• Anomalous Coronary Arteries/Fistulas


    Anomalous coronary arteries are a rare occurrence when the arteries that supply the heart with blood (coronary arteries) do not come from the usual location on the large artery that arises from the heart (the aorta). The normal branching patterns of the coronary arteries may be abnormal as well. If the course of one of the major coronary arteries runs between the two major vessels leaving the heart (the aorta and the pulmonary artery), then there is a possibility of pinching of the coronary artery and its flow back to the heart muscle. It is possible for one of the coronary arteries (typically the left) to arise from the artery supplying the lung (pulmonary artery), rather than directly from the aorta. An increased incidence of anomalous coronary arteries is associated with certain types of congenital heart diseases. 

    Coronary fistulas are branches from the coronary arteries that bypass the small circulation of the heart muscle and pass directly back to one of the heart chambers or pulmonary artery. These are sometimes found incidentally if a baby or child receives an echocardiogram for another reason. Sometimes, there is enough blood flow through a fistula to create a heart murmur


    Many children with this type of defect will not have any symptoms. Some will have symptoms like chest pain or passing out (syncope) with exercise. In rare circumstances, the abnormality can result in sudden death. Infants with anomalous left coronary artery arising from the pulmonary artery (ALCAPA) may become sick, with difficulty feeding and increased work of breathing within the first few months of life due to progressive deterioration of heart function. This requires surgery to remove the coronary artery from the pulmonary artery and reattach the vessel back to the aorta. Because there is usually some damage to the heart caused by the reduced blood flow to the heart, the squeezing function of the heart may be reduced. The function of some of the valves letting blood into the heart may be affected, resulting in significant leakage of the valve. Even after reattaching the anomalous coronary artery back to the heart, the squeezing function of the heart and valve function may not recover, resulting in a cardiomyopathy (inflamed heart muscle).

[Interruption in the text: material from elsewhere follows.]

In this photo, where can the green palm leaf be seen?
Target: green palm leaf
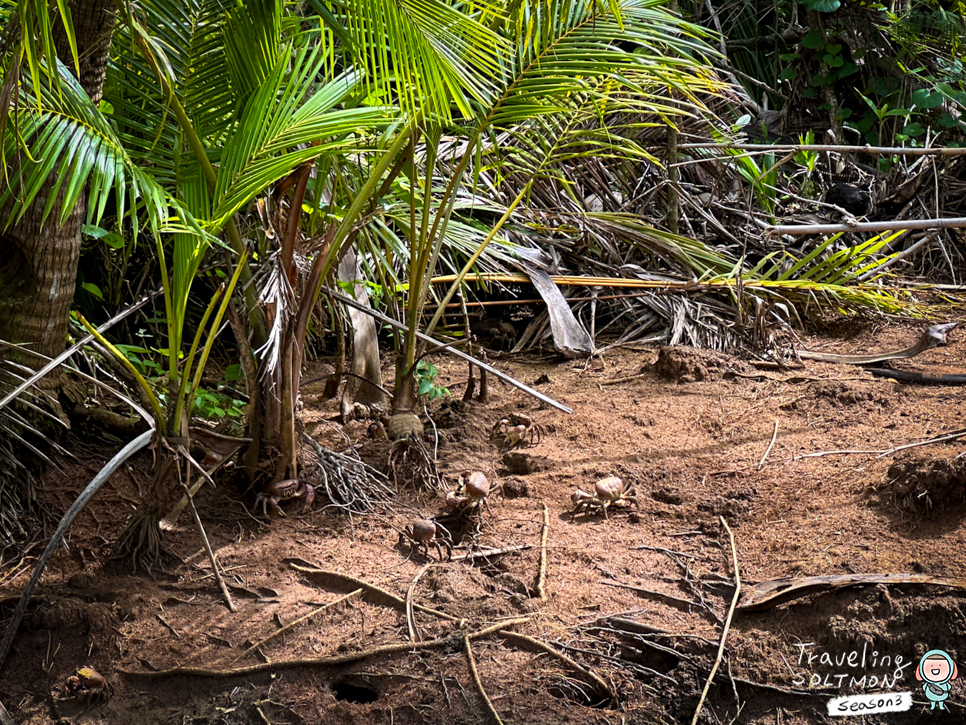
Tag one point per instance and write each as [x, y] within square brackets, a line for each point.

    Coronary arteries arising from an abnormal place may require surgical reimplantation. However, not all anomalous coronary arteries require surgery if it is felt that the blood flow to the heart is not at risk. In some situations, it can be very difficult to determine the overall risk of sudden death in a patient with anomalous coronary arteries. Many coronary artery fistulas may spontaneously go away over time. Large coronary artery fistulas may be blocked (occluded) in the catheterization lab. The child's care team may use special metallic coils or devices to fill the abnormal vessel or they may require surgical closure (ligation). If the heart has sustained severe damage, cardiac transplantation may be the only option.


    • Diuretics: The most commonly prescribed diuretics are furosemide (Lasix) and thiazides (Diuril and Hydrodiuril). Diuretics act to cause the child to pass more urine, leading to a smaller blood volume – and a smaller burden on the heart to pump. Another commonly used diuretic is spiranolactone (Aldactone). It has a weak diuretic effect and is mainly used because it helps the kidneys retain potassium. Other diuretics tend to waste potassium excessively. Spironolactone may also help with heart remodeling via mechanisms that are not completely known yet.  
    • Inotropes: These medications, which include digoxin, help the heart pump more efficiently (stronger while using less energy). 
    • Afterload-reducing agents: Many of the medications in this category end with -pril. These drugs, which include captopril, are sometimes used in the treatment of congestive heart failure. When used, they act to help blood flow to the body and tissues. They may also help with heart remodeling via mechanisms that are not completely known yet.
    • Beta Blockers: Many of the medications in this category end with -olol. These medications may help to regulate the stress response of the body to congestive heart failure (neurohormonal regulation).